Abstract

This paper presents a new pump concept, called the New Progressing Cavity Pump (NPCP). The NPCP is composed of a Progressing Cavity Pump (PCP) and a system of Hydraulic Regulators (HR) installed inside the pump in between the cavities. The HR are self-regulated devices that recirculate the fluid between the cavities in order to control the pump thermo-hydraulic response and to avoid excessive built up of heat, which might result in premature failure of the pump's stator.

It is common knowledge that the traditional Progressing Cavity Pumps (PCP) have shown significant problems when dealing with multiphase mixtures, with high gas void fraction (GVF). We propose a new concept, NPCP, which is able to handle much better such conditions, as its internal hydraulic regulators (HR) recirculate fluid inside the pump. The benefits are multiple. First, it uniformizes the pressure across the pump length, which stabilizes the temperature. Second, it compensates the compressed gas volume of progressing cavities. Furthermore, it protects the stator and therefore, improves the pump's performance.

The relatively small dimensions of hydraulic regulators HR and their distribution along the pump result in an efficient multiphase design. Compared to traditional PCP, the new NPCP system better controls the reliability parameters, such as temperature and friction torque, reduces energy consumption and enhances hydraulic performance (flow rate, delivered pressure).

Several industrial NPCP have been manufactured and tested in liquid, both water and oil, as well in multiphase flow (air and liquid). This paper presents and describes the bench test results and shows that NPCP improves both reliability and hydraulic performance over existing pumps.

Introduction

The recent developments of new production systems clearly indicates that there are considerable industrial interests in pumping multiphase fluids, in particular the combination of high gas volume and oil or water, or small amounts of wax and sand. Traditional Progressing Cavity Pump (PCP) often faces up with reliability problems, mostly because of gas phase compression causing heat to build up, resulting in premature failure of elastomeric stator and pump disfunctioning.
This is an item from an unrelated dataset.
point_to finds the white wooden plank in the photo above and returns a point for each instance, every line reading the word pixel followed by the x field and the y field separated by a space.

We have recently published a study that analyzes the behavior of traditional PCP in multiphase flow (see [1]) and the reasons for traditional PCP poor performance are presented. The thermo-hydraulic process is the result of fundamental gas laws, which explains that as the pressure increases inside a cavity with constant volume, the temperature does increase too. Typical pressure distribution along the PCP is the result of gas volume compression and slippage flow between the rotor and the stator. Close to the end of the discharge, the gas compresses and the volume is compensated by the slippage flow. Multiple tests have shown that a disproportionate amount of pressure is developed by the discharge stages, which causes excessive heat build-up. Another thermo-mechanical process occurs as a result of disproportionate pressure gradient between two contiguous cavities. Because of differential pressure, the stator material is strained inside the low pressure cavity. Thus, the compression stress of the rotor increases the friction torque (viscous) and the increasing temperature becomes a measure of rotor-stator viscous-friction torque. In multiphase flow conditions, the excessive pressure gradient in the discharge stages causes both thermo-hydraulic and thermo-mechanical physical processes which reduce the pump reliability and performance. Furthermore, the traditional PCP reliability is related to pressure distribution which also depends upon the pump design and production conditions, i.e. gas flow rate, delivered pressure and rotational velocity. Among the multiphase pump designs, there are two major classes:

  • Class 1: Pumps that keep the actual PCP design and adapt the compression fit between the rotor and stator, which is gradually reduced with the distance from suction end, as developed by Mirza K and Wild A [2]. Slipping flows introduce a trade-off between delivering pressure and flow rate requirement, and compensating the compressed volume of gas cavities. This design trade-off is difficult to control.

  • Class 2: The New PCP (NPCP), which includes the hydraulic regulators (HR) installed inside the rotor between the cavities, the function of which is to control the reliability parameters, i.e. pressure distribution and the developed temperature as well as the viscous torque.